November 2015—Tim Skelton, MD, PhD, knows a fair amount about how to enhance the clinical value of urinalysis. It’s a subject that, as medical director of the core laboratory and laboratory informatics at Lahey Hospital and Medical Center in Burlington, Mass., he’s been focused on for the past three years. But he didn’t exactly set out to become an expert in that particular area. He was mainly trying to figure out why his laboratory was experiencing repeated urinalysis quality assurance failures.

In a presentation at this year’s American Association for Clinical Chemistry annual meeting, Dr. Skelton related his frustration in trying to meet the clinical tolerances in testing for protein, glucose, occult blood, and ketones. “We got new analyzers in, we retrained technologists, we tried to change our procedures, we told them not to put certain specimens on. And none of those things helped.” Added to that, the leukocyte esterase, nitrates, and occult blood tests done by dipstick frequently gave false-negative results. “The current method [of urinalysis] does not meet the performance characteristics required for good patient care” was the conclusion of a June 2012–January 2014 QA project at Lahey Health System.

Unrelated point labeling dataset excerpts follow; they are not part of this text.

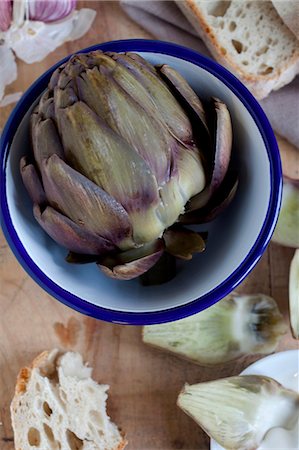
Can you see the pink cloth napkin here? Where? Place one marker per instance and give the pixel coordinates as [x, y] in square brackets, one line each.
[165, 21]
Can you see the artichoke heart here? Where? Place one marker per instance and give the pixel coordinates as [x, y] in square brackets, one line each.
[121, 150]
[238, 412]
[235, 326]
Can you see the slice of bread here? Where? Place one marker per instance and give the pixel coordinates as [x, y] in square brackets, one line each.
[289, 12]
[57, 406]
[249, 38]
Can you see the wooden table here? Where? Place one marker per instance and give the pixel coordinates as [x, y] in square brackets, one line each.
[144, 382]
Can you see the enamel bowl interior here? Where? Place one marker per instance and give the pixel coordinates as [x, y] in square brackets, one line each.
[200, 282]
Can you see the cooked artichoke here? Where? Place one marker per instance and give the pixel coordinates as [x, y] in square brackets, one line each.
[122, 151]
[235, 326]
[294, 294]
[287, 229]
[238, 412]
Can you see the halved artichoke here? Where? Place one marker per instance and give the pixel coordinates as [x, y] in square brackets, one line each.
[287, 229]
[294, 294]
[237, 412]
[121, 150]
[235, 326]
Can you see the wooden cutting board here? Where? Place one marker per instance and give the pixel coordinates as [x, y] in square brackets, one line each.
[144, 382]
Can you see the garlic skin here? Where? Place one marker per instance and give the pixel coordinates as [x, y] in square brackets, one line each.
[237, 412]
[32, 40]
[50, 10]
[294, 294]
[5, 14]
[235, 326]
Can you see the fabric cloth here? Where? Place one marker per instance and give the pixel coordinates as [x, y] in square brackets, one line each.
[165, 21]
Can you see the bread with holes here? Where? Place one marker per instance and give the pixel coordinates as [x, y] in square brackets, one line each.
[249, 38]
[58, 406]
[289, 12]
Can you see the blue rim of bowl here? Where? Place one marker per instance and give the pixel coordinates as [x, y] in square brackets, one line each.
[230, 283]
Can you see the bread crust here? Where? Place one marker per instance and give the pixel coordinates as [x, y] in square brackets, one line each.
[260, 85]
[46, 363]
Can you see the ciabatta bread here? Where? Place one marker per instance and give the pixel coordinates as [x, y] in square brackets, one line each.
[289, 12]
[57, 406]
[249, 38]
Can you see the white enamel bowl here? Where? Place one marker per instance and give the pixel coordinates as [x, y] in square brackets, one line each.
[236, 240]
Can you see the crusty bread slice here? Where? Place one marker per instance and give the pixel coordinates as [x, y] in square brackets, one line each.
[289, 12]
[57, 406]
[249, 38]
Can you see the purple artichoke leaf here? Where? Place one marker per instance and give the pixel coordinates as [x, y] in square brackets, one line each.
[183, 243]
[70, 235]
[185, 94]
[169, 108]
[222, 154]
[80, 258]
[220, 200]
[32, 182]
[109, 161]
[139, 129]
[45, 140]
[85, 203]
[133, 263]
[137, 58]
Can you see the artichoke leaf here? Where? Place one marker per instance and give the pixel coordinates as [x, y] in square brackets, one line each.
[187, 179]
[182, 243]
[235, 326]
[85, 203]
[130, 120]
[223, 147]
[169, 108]
[133, 263]
[294, 294]
[105, 158]
[70, 235]
[163, 270]
[237, 412]
[45, 139]
[32, 182]
[217, 204]
[180, 85]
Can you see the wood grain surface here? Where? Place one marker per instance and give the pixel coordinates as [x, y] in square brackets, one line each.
[144, 382]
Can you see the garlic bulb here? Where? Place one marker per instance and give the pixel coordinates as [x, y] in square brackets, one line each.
[294, 294]
[237, 325]
[50, 10]
[238, 412]
[5, 14]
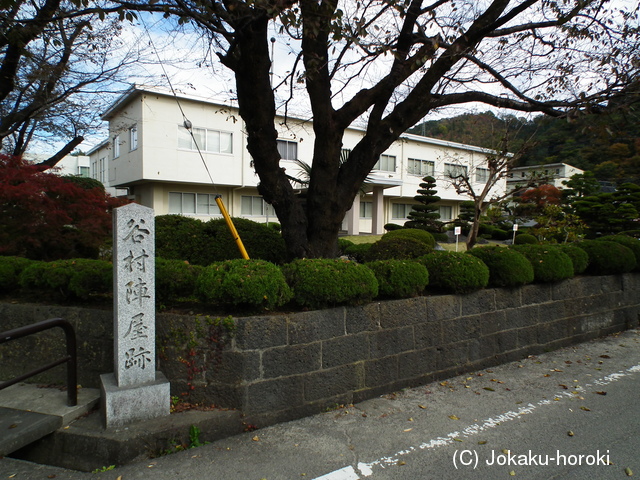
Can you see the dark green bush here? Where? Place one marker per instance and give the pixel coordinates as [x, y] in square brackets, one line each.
[399, 278]
[578, 257]
[549, 263]
[358, 251]
[77, 278]
[10, 269]
[175, 280]
[627, 241]
[455, 272]
[525, 239]
[181, 238]
[260, 241]
[607, 258]
[245, 283]
[343, 245]
[507, 268]
[412, 233]
[319, 283]
[396, 248]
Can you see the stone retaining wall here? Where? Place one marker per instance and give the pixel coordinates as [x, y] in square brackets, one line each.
[285, 366]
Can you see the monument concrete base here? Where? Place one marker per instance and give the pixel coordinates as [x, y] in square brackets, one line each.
[125, 405]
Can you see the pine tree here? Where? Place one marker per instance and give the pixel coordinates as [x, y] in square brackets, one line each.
[425, 216]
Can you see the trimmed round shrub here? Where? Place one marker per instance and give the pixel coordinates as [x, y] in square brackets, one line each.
[358, 251]
[413, 233]
[343, 245]
[629, 242]
[319, 283]
[78, 277]
[455, 272]
[245, 283]
[607, 258]
[399, 278]
[578, 257]
[396, 248]
[507, 268]
[175, 279]
[10, 269]
[525, 239]
[549, 263]
[181, 238]
[260, 241]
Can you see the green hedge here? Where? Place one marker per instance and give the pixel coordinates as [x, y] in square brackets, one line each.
[398, 248]
[549, 263]
[455, 272]
[244, 283]
[507, 268]
[607, 258]
[627, 241]
[399, 278]
[319, 283]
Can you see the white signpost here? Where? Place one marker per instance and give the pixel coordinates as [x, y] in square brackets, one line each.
[135, 391]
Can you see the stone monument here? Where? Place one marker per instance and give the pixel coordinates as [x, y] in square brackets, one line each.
[135, 391]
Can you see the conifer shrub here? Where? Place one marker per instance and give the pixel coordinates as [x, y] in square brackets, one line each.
[413, 233]
[399, 278]
[181, 238]
[549, 263]
[455, 272]
[243, 283]
[10, 269]
[319, 283]
[260, 241]
[507, 268]
[578, 257]
[525, 239]
[398, 248]
[358, 251]
[74, 278]
[175, 280]
[607, 258]
[627, 241]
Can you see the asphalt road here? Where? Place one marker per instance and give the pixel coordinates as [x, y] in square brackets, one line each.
[569, 414]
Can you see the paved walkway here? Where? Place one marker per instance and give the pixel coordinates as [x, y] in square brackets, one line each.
[573, 413]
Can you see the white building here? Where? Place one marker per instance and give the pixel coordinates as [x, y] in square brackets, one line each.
[151, 153]
[553, 173]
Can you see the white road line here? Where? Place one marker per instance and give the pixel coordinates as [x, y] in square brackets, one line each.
[362, 470]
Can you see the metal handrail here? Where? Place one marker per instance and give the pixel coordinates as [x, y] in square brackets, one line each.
[71, 358]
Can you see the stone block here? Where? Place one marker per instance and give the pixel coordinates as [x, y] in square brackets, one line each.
[129, 404]
[307, 327]
[345, 350]
[291, 360]
[400, 313]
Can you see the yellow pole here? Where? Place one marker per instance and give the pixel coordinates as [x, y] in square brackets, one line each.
[232, 228]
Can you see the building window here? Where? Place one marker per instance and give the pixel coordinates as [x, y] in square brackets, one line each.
[419, 167]
[253, 206]
[288, 150]
[116, 146]
[193, 203]
[366, 209]
[400, 211]
[205, 140]
[133, 137]
[454, 170]
[482, 175]
[446, 213]
[386, 163]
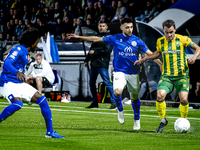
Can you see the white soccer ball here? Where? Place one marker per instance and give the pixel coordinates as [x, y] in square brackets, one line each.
[182, 125]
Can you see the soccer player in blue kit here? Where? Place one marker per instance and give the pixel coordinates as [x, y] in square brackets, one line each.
[13, 87]
[126, 47]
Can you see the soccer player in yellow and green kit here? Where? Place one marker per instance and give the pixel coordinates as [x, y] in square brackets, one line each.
[175, 71]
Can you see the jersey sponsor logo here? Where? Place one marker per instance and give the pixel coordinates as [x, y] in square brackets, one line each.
[15, 53]
[128, 51]
[134, 43]
[10, 97]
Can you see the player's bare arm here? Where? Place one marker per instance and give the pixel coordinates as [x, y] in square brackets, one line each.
[94, 39]
[197, 53]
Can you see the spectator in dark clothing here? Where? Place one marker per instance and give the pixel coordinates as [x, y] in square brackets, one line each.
[26, 14]
[2, 37]
[15, 14]
[132, 9]
[70, 13]
[57, 12]
[99, 55]
[67, 25]
[12, 27]
[47, 15]
[111, 10]
[19, 29]
[3, 18]
[100, 11]
[58, 29]
[89, 10]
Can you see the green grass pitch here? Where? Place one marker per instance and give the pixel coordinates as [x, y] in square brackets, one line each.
[95, 129]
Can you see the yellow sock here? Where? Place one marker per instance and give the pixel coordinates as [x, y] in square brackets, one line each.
[161, 107]
[184, 107]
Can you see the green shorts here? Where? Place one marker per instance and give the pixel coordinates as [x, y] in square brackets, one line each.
[168, 84]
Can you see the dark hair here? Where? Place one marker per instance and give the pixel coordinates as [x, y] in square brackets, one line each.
[168, 23]
[29, 37]
[126, 20]
[103, 21]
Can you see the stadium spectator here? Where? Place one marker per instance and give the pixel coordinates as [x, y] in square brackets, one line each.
[26, 14]
[89, 10]
[100, 11]
[99, 56]
[50, 4]
[19, 29]
[177, 74]
[159, 8]
[41, 73]
[46, 15]
[132, 9]
[57, 12]
[111, 10]
[15, 14]
[12, 83]
[121, 10]
[59, 28]
[70, 12]
[67, 25]
[33, 16]
[3, 18]
[147, 12]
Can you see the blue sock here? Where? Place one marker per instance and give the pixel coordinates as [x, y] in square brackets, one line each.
[118, 101]
[136, 109]
[46, 112]
[11, 109]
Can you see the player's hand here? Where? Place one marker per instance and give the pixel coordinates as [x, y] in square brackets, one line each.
[139, 62]
[21, 77]
[197, 88]
[191, 60]
[69, 36]
[91, 52]
[86, 64]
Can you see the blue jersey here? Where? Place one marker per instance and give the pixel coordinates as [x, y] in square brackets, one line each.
[15, 62]
[126, 51]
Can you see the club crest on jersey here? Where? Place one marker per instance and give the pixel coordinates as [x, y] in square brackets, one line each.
[134, 43]
[15, 53]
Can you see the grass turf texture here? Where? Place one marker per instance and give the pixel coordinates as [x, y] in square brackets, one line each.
[95, 129]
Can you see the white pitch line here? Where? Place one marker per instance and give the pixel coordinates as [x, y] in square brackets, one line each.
[105, 113]
[93, 108]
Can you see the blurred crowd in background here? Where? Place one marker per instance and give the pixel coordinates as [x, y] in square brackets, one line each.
[61, 17]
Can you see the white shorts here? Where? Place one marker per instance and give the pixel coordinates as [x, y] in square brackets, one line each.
[132, 81]
[22, 90]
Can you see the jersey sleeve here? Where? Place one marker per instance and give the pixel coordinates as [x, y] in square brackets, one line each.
[108, 40]
[158, 46]
[188, 42]
[11, 59]
[143, 46]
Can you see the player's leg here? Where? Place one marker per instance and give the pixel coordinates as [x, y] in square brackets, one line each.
[93, 77]
[165, 86]
[31, 94]
[14, 100]
[133, 88]
[39, 84]
[106, 79]
[119, 83]
[182, 87]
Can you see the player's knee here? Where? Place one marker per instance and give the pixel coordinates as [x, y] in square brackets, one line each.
[18, 104]
[38, 79]
[118, 92]
[161, 94]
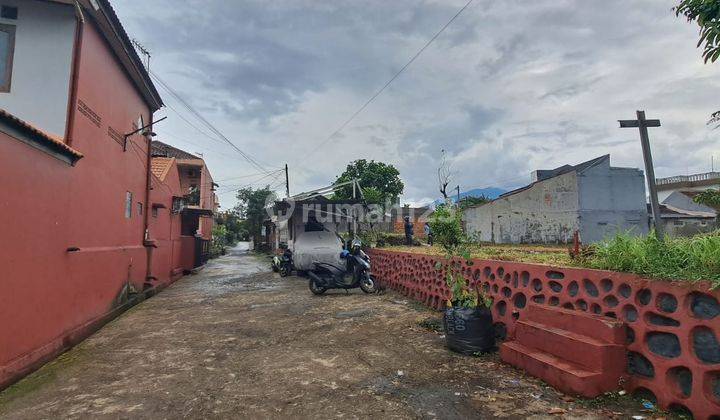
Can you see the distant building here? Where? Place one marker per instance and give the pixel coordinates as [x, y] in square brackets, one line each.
[681, 216]
[75, 100]
[592, 198]
[418, 217]
[687, 183]
[183, 203]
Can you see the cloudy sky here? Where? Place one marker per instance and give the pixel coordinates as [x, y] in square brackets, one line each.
[509, 87]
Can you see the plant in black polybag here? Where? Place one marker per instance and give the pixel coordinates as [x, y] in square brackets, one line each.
[468, 320]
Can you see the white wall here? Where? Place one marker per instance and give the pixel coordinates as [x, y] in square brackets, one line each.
[612, 200]
[44, 38]
[547, 212]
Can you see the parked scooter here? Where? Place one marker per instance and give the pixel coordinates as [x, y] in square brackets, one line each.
[283, 264]
[355, 273]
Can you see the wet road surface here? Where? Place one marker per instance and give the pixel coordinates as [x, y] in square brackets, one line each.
[236, 340]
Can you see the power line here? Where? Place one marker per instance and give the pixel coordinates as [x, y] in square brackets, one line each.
[392, 79]
[202, 119]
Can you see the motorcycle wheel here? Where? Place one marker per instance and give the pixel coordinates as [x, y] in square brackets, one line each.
[317, 290]
[367, 284]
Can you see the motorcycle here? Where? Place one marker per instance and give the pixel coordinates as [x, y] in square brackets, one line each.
[283, 264]
[356, 273]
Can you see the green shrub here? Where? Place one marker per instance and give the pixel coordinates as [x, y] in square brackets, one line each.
[382, 239]
[446, 225]
[696, 258]
[219, 242]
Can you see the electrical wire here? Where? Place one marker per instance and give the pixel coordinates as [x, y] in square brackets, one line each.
[392, 79]
[202, 119]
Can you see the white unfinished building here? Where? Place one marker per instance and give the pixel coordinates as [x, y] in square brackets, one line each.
[593, 198]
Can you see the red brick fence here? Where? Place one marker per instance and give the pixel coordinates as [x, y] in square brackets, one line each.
[673, 328]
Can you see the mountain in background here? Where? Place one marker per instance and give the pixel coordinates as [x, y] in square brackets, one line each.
[491, 193]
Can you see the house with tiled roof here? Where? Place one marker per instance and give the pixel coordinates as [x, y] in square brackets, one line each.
[183, 205]
[76, 107]
[592, 198]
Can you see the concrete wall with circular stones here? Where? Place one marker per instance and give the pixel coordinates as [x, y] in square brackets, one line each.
[673, 332]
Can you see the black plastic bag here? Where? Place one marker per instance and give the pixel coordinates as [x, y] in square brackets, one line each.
[469, 331]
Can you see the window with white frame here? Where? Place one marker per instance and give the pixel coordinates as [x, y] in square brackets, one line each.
[7, 51]
[128, 204]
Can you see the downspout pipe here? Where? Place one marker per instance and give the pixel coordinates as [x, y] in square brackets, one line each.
[147, 242]
[77, 53]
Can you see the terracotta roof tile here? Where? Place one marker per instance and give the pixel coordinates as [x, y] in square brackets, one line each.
[160, 167]
[51, 141]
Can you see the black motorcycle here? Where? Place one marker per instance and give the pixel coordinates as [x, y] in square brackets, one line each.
[283, 264]
[355, 273]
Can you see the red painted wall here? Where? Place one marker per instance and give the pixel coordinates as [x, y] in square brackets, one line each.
[49, 295]
[164, 228]
[674, 328]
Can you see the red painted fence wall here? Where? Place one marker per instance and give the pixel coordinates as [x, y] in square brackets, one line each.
[673, 328]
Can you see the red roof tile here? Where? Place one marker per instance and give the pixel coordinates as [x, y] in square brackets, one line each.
[160, 167]
[51, 141]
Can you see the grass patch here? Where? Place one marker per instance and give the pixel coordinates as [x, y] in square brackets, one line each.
[540, 254]
[692, 259]
[432, 324]
[688, 259]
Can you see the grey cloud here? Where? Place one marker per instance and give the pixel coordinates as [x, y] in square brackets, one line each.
[509, 87]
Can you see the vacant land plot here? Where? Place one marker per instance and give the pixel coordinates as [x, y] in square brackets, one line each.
[237, 341]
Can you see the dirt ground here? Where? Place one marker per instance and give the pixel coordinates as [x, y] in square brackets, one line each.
[239, 341]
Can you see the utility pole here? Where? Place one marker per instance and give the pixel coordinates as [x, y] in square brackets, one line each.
[287, 182]
[642, 124]
[354, 213]
[144, 51]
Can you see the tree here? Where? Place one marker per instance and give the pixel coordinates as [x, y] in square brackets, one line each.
[468, 201]
[707, 15]
[235, 226]
[251, 207]
[445, 175]
[709, 198]
[380, 182]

As an example of the type of quality assurance problems that were cropping up, in July 2013 the laboratory performed split patient sample comparisons across different instruments: the main dipstick reader in the main hospital, a small backup dipstick reader, and a separate hospital’s medium-sized dipstick reader. “We had three techs at different hospitals do a manual interpretation and tried to compare them, and what we found was a huge variation. The same specimen could come in at 15, trace, or negative for ketones, depending on which tech was reading it. Proteins could vary from greater than 300 mg/dL to 30–100 mg/dL.” Clinically, those results require very different actions, he notes. “So we needed to change the system.”

At the time, the laboratory reflexed to a microscopic analysis only when a chemistry was positive. “We realized that wasn’t adequate. It wasn’t possible to get what we needed clinically from the urine dipstick; based on the evidence, you needed a microscopic analysis on every urine specimen.”